His vision was much larger, he had been to the mountain, he had talked to his God, his dream was that man would be judged not by the color of their skin, but by the content of their character. Just like Jesus Christ preached that all mankind was created in God’s own image. Jesus preached that we should love our neighbors as ourselves!

So when I look at what is going on today and try to figure what is being accomplished here, other than spreading hate/discontent and spending taxpayer money needlessly when we could use that money to make up for tax revenue shortfalls caused by the pandemic, nothing of any value is being accomplished.

But then I look again, and I come to the ugly realization that, yes, something is being accomplished: Martin Luther King’s dream as well as Jesus Christ’s dream are being completely destroyed. The racial divide in this country today is worse than it ever was back in the 1960s.

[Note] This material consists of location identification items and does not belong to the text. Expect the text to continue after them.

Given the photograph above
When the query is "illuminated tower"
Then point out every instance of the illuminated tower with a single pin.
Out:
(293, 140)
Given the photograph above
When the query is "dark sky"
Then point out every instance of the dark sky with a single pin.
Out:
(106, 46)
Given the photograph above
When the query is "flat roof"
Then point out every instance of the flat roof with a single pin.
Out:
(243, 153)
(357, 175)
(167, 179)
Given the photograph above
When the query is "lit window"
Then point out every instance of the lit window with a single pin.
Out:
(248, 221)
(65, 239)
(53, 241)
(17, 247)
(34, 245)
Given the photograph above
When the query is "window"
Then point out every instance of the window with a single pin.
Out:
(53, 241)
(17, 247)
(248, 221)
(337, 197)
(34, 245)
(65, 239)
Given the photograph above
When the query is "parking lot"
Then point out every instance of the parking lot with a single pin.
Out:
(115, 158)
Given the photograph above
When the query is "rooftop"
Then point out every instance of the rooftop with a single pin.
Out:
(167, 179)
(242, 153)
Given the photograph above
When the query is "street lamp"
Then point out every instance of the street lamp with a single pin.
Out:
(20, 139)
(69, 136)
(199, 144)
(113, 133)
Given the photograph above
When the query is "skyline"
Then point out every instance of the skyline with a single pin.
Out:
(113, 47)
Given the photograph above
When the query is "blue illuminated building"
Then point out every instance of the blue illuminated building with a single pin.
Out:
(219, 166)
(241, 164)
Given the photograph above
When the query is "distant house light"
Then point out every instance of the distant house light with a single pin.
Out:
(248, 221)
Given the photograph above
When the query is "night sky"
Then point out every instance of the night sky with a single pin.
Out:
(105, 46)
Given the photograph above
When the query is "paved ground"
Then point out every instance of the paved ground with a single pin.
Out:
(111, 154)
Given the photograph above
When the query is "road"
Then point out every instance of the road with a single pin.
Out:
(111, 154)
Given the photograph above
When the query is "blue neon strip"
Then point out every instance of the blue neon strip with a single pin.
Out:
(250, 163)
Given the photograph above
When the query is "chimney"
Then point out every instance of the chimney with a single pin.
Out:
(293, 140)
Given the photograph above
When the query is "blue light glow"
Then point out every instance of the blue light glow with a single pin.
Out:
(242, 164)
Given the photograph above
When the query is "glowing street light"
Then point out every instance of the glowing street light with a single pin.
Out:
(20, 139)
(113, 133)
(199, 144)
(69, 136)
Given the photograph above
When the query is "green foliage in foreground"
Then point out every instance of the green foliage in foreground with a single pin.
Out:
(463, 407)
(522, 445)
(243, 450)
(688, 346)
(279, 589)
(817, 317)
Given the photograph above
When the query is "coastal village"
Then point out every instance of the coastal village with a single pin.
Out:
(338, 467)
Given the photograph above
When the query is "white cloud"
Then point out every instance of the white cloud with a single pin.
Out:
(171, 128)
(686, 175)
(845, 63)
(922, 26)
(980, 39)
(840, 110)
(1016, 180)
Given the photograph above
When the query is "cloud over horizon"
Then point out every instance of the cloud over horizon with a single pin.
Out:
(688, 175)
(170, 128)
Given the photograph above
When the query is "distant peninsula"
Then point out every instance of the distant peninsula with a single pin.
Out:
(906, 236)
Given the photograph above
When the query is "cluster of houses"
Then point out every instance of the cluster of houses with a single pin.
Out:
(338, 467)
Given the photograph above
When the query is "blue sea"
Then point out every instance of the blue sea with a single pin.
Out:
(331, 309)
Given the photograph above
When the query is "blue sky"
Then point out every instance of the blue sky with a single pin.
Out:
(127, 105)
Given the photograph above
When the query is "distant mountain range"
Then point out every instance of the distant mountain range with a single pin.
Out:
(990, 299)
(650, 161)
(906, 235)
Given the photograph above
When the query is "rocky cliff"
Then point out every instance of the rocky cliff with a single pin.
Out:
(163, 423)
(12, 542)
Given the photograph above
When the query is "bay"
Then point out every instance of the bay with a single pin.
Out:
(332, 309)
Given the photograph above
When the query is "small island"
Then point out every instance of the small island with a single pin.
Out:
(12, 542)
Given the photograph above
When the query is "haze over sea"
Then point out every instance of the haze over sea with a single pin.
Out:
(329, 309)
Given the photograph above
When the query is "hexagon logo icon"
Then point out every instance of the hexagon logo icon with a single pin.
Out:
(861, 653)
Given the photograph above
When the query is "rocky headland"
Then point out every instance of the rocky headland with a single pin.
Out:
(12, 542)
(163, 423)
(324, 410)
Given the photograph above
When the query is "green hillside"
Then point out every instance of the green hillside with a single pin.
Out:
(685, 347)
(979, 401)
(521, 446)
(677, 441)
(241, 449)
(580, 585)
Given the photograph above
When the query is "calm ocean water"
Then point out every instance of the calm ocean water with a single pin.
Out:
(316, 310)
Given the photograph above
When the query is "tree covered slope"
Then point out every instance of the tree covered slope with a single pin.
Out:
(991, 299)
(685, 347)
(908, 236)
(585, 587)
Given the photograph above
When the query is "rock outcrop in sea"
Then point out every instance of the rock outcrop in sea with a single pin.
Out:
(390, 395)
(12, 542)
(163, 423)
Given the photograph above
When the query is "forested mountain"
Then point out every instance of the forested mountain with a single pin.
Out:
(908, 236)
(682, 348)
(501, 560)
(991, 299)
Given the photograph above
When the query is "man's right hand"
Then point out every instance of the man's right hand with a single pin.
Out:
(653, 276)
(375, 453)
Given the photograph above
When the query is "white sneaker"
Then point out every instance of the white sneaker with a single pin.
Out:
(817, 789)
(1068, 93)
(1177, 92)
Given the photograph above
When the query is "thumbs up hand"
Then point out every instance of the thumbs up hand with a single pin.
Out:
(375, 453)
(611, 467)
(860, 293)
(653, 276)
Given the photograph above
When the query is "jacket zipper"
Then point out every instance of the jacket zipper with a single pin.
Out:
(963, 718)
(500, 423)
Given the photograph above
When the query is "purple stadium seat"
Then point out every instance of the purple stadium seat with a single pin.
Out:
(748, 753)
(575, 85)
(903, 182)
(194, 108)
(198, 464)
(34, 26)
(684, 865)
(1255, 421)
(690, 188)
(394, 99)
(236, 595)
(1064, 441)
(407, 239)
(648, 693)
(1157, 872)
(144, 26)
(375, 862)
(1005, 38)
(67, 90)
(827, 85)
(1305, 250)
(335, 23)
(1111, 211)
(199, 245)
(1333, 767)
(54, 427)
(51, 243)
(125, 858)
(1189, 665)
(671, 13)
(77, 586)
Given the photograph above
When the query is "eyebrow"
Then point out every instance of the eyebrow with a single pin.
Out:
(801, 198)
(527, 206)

As a boy who spent my summer months from 1963-1968 in North Carolina traveling all over the region with my uncle, who worked for Taylor Biscuit Co., I have seen the aftermath more than one time of the Klu Klan Klan where they burned a cross in a front yard somewhere, in a Black church’s front yard, etc. But what I witnessed/experienced back then pales in comparison with what I see today with regards to Black Lives Matter, Antifa, etc., burning homes, businesses and police stations throughout our country and politicians not allowing the law enforcement to do their jobs.

Martin Luther King and Jesus Christ were not interested in statues. They were not intimidated by them in the least. They cared and were concerned about something much more important: men’s souls! I wonder what they would say if they both came back today and witnessed what all is going on.